未知なる時空を訪ねる旅の途中でめぐり逢った不可思議な風景と出来事
知的冒険エッセイ / 時空の旅
大いなる救済〜次元の違い
かっていずれの回であったか「身の周りの大変だ大変だは 日本にとってみればそう大変なことではなく 宇宙にとってみればどうでもいいようなことである」と書いた。
第729回では、漱石の小説「三四郎」のくだりから以下のように書いた。
三四郎は青雲の志を抱いて故郷の熊本から東京に向かう。その汽車の中で知り合ったおじさんが「熊本より 東京は広い 東京より 日本は広い 日本より」でちょっと切って、耳を傾けている 三四郎の顔を見て「日本より 頭の中のほうが もっと広いでしょう」と続けた。
第704回では、真言密教を開祖した弘法大師、空海の事蹟を取り上げ以下のように書いた。
空海は入定に先だつ4ヶ月前、11月15日に弟子たちを集め「私が入滅するのは3月21日寅の刻(午前4時ごろ)である。弟子たちよ、悲しんで泣いてはいけない」と宣告した。3月15日には再び弟子たちを集め「私は兜率天へのぼり、弥勒菩薩の御前に参るであろう そして56億7000万年後 私は必ず弥勒菩薩とともに下生する」と遺告した
56億7000万年後では、もはや宇宙の寿命に匹敵する時間である。だが超人空海にしてみれば、かような時間は刹那の夢の間なのかもしれない。
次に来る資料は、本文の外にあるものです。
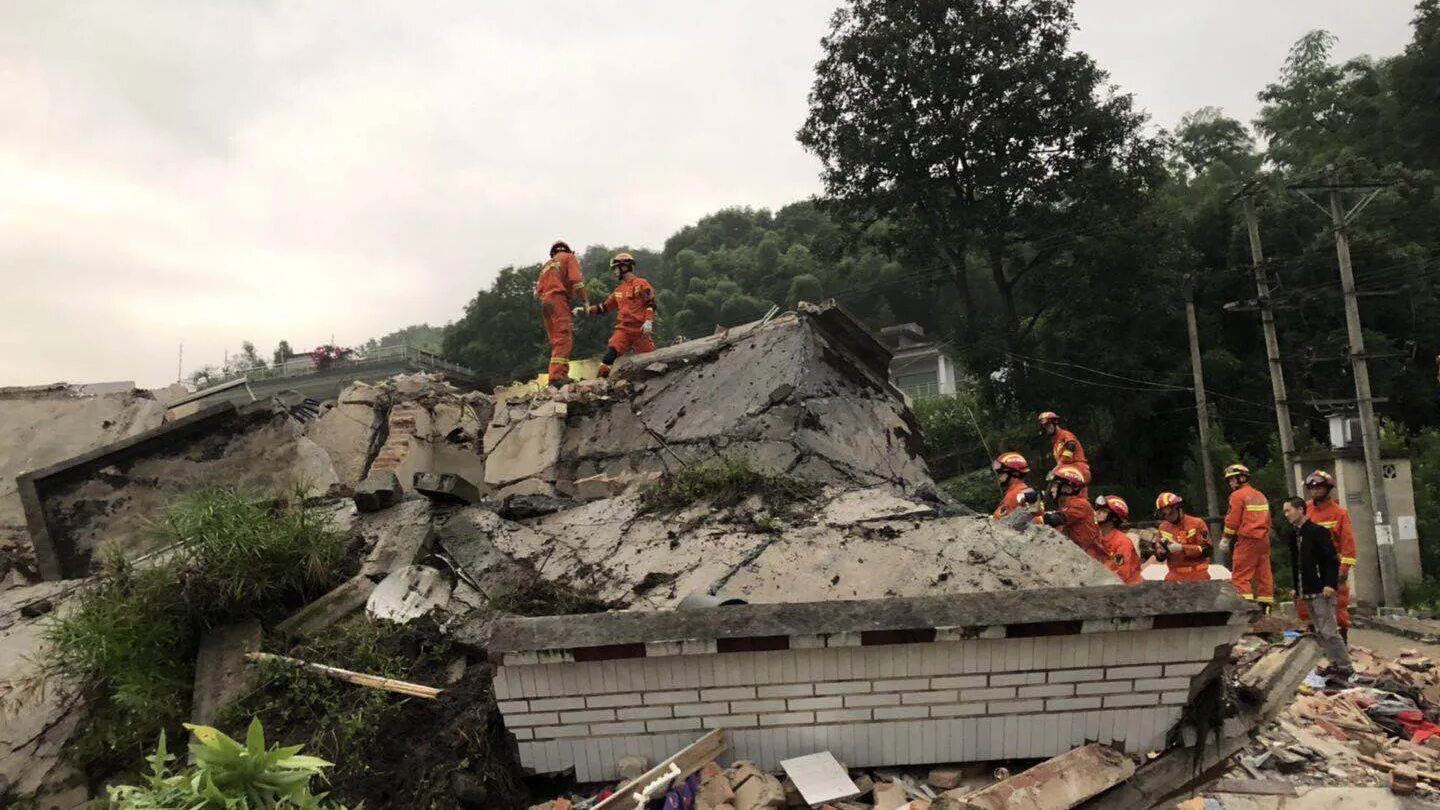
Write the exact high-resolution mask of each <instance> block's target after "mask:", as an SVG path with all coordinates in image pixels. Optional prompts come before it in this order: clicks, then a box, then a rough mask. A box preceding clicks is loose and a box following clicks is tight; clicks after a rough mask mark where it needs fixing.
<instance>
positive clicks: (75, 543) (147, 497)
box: [40, 406, 337, 571]
mask: <svg viewBox="0 0 1440 810" xmlns="http://www.w3.org/2000/svg"><path fill="white" fill-rule="evenodd" d="M334 483H337V479H336V473H334V470H333V468H331V467H330V464H328V460H327V458H325V455H324V454H323V453H320V450H318V447H317V445H315V444H314V442H310V441H308V440H304V437H301V435H300V431H298V424H297V422H294V421H292V419H289V418H288V417H284V415H271V414H269V411H268V409H266V408H264V406H258V408H253V409H251V411H249V412H246V414H245V415H240V417H238V418H235V419H230V421H228V422H223V424H220V425H217V427H215V428H213V430H209V431H206V432H203V434H200V435H194V437H187V438H183V440H177V441H176V442H174V444H170V445H166V447H163V448H158V450H156V451H153V453H151V454H148V455H144V457H141V458H138V460H131V461H125V463H118V464H114V466H109V467H104V468H101V470H98V471H96V473H94V474H86V476H82V477H81V479H79V480H75V481H68V483H60V484H58V486H55V487H53V489H52V490H49V491H46V493H43V494H42V497H40V500H42V507H43V509H45V515H46V520H48V523H49V530H50V540H52V542H53V545H55V546H56V549H63V551H65V556H68V568H66V569H68V571H84V568H85V566H86V565H89V561H91V558H92V555H94V552H95V551H98V548H99V545H101V543H102V542H104V543H112V545H115V546H118V548H120V549H122V551H124V552H127V553H141V552H145V551H151V549H153V548H154V538H153V525H154V522H156V520H157V519H158V517H160V516H161V515H163V512H164V507H166V506H167V504H168V503H170V502H171V500H173V499H174V497H176V496H177V494H180V493H181V491H186V490H192V489H194V487H200V486H236V487H251V489H256V490H259V491H276V490H278V491H300V493H302V494H305V496H307V497H310V496H317V494H323V493H325V491H327V490H328V489H330V487H331V486H333V484H334Z"/></svg>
以上の記述が語るところは、ひと言でいえば「次元の違い」である。この次元の違いを理解するものは、おそらく生きとし生けるものの中で、人間のみではあるまいか? それはまた万物の霊長とされる「人間の存在理由」であろうし、それがゆえに「孤高の存在」でもある人間に与えられた、宇宙からの賜、「大いなる救済」なのかもしれない。